Wanita itu terkejut. Ia tersentak kaget dan dengan spontan tangannya menghapus air mata yang sudah jatuh di pipi. “E…El!” Ia mencoba tersenyum. Senyum yang terlihat dipaksakan. “Kenapa belum tidur?”


Bocah itu. Elroy menggeleng. “Belum ngantuk. Nah, Mami ngapain disini?”


“Ma…mami, eh mami lagi lihat…,” Wanita itu sedikit gugup. “Bintang, ya lihat bintang.” Katanya dengan menengadahkan kepalanya ke atas. Beruntung memang ada bintang di langit malam itu.


Mata Elroy menyipit. Dia tahu ibunya berbohong. Sisa air mata masih bisa Elroy lihat. Elroy pun menghela nafas berat. Tiba- tiba hatinya diliputi amarah yang menggelegak. Ingatan kejadian siang tadi di kantor ayahnya membuatnya yakin jika hal ini juga menjadi alasan kesedihan ibunya.


Mami pasti sudah tahu, gumamnya dalam hati.


Sepanjang empat belas tahun hidupnya, Elroy merasa keluarganya adalah keluarga yang sempurna. Meski ayahnya seorang pengusaha yang cukup sibuk tetapi laki- laki itu selalu meluangkan waktu untuk keluarga. Hampir setiap weekend mereka menghabiskan waktu bersama. Bagi Elroy, papi adalah ayah yang terhebat. Sedangkan mami baginya adalah sosok yang sempurna. Walalupun seorang artis dan cukup dikenal publik, mami masih dapat membagi waktu antara pekerjaan dan keluarga. Bahkan ia ingat saat masih kecil, mami tak luput membawanya dan kakaknya di lokasi syuting agar kedua anaknya masih dalam pengawasan. Mami juga selalu menolak tawaran pekerjaan di akhir pekan.


Weekend khusus buat keluarga. Tetapi sekarang?

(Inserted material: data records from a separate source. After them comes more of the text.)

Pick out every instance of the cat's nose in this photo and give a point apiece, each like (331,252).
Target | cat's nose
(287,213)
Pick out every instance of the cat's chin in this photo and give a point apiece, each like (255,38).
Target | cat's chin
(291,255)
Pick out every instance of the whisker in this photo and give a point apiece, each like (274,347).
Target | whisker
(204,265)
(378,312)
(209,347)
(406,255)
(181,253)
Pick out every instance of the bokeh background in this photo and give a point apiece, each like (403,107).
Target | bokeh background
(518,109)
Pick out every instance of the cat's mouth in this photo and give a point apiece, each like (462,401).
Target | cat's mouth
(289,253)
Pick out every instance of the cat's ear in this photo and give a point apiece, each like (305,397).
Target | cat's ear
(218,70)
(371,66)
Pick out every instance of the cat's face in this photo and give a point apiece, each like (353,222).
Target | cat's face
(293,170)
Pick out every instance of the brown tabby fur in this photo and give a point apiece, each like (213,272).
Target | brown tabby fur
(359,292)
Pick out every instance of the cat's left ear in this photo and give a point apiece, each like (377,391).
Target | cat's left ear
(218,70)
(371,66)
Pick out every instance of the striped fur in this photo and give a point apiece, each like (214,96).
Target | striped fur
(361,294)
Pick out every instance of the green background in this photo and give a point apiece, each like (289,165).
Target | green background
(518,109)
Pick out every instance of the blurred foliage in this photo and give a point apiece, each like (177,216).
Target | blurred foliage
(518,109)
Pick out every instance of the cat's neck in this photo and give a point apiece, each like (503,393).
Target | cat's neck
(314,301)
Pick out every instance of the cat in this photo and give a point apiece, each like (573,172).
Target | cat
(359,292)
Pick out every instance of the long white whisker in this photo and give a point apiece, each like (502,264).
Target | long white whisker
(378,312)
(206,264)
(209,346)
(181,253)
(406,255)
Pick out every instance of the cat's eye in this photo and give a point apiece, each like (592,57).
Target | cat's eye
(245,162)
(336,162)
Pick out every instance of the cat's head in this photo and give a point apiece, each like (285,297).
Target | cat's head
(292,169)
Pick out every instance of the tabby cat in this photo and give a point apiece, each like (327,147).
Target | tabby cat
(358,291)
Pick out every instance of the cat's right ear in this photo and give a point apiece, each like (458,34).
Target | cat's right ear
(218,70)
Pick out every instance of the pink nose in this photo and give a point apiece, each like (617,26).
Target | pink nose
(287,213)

Beberapa bulan ini Elroy merasakan aura ketegangan diantara ayah dan ibunya. Beberapa kali acara weekend batal terlaksana. Kesibukan keduanya selalu menjadi alasan. Awalnya ia tak curiga, namun kejadian siang tadi membuatnya tersadar. Keluarganya tak sesempurna yang ia pikir. Ayahnya bukan lagi ayah terhebat.


Sebagian hatinya merutuk mengapa tadi siang ia pergi ke kantor ayahnya. Namun sebagian lagi bersyukur karena sekarang ia tahu keboborokan moral ayahnya. Pria beristri yang mencium wanita lain. Walaupun dia masih SMP, tapi dia tahu yang dilakukan ayahnya bukan ciuman biasa. Apalagi matanya juga menemukan baju ayah dan wanita itu berantakan.


“El, El!” El tersentak dari lamunan. Mami menatapnya bingung. “Ada apa?”


Mami merangkulnya, “Ada yang mau kamu ceritakan, boy?”


Elroy menghirup nafas dalam- dalam. Sesaat Kepalanya menggeleng. “El malah yang mau tanya mami kenapa disini? Mami ada masalah?”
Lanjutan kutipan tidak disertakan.